A second more sobering note on third culture: its disadvantages notwithstanding, third culture arises from mobility, and therefore a modicum of economic privilege. It’s easy to claim World Citizenship when you have money. And if there was a solid lesson for me in the third culture gumbo I grew up in, it’s that money makes up for other social advantages one might bear, such as race.

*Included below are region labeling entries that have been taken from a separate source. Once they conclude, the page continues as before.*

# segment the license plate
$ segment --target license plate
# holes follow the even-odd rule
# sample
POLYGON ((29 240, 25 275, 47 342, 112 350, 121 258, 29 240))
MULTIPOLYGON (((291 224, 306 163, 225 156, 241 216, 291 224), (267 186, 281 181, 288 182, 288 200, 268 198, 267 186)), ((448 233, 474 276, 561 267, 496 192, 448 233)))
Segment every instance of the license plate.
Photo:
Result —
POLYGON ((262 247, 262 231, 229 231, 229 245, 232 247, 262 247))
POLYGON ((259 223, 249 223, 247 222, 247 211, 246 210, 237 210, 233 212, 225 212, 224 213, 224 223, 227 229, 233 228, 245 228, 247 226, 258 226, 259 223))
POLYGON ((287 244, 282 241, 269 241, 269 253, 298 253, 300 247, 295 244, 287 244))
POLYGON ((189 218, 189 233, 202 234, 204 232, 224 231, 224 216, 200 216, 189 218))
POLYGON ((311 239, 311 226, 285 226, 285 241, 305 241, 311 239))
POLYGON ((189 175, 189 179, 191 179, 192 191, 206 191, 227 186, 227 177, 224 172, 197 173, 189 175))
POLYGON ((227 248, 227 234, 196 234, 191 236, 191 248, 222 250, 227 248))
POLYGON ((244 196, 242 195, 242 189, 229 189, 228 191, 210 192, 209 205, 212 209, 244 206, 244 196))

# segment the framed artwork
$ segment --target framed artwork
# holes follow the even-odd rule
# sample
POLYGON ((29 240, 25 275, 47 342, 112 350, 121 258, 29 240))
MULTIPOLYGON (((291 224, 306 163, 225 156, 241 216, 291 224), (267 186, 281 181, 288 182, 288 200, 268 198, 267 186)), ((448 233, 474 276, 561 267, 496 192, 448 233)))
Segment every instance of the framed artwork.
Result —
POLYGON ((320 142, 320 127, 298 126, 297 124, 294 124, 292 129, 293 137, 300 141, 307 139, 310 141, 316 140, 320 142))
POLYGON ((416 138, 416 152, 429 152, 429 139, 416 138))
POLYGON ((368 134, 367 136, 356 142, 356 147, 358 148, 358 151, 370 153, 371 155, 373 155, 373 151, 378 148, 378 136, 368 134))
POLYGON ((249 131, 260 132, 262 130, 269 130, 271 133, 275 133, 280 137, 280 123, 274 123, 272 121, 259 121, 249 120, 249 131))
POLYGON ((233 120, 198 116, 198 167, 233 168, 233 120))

Claiming third culture status is often met with envy. It’s true, it’s wonderful, liberating even, to have a chakchouka*-like quality to your identity, but it’s not something earned. While I appreciate (mostly) being third culture,  I’m not proud. The coolest thing about being third culture is simply the undeniable understanding that ethnic, national and cultural identities are unnecessary and mostly ridiculous. And there, yes, there I afford myself the tiniest smidgen of knowledge smugness over the majority.

 

My homes, love them all

 

*Chakchouka (شكشوكة‎,) is Tunisian, with its etymology rooted in Berber. It is not Middle-Eastern (Tunisia being in Africa). If you find it in the Middle-East, it was imported from Tunisia. Why do I insist on this specification? Because Tunisia is a small, struggling, low-key country. It had its heyday but it is certainly an underdog on the world-stage. So please don’t take its successes away from it and do assign credit where it’s due. Let Tunisia keep Chakchouka!!!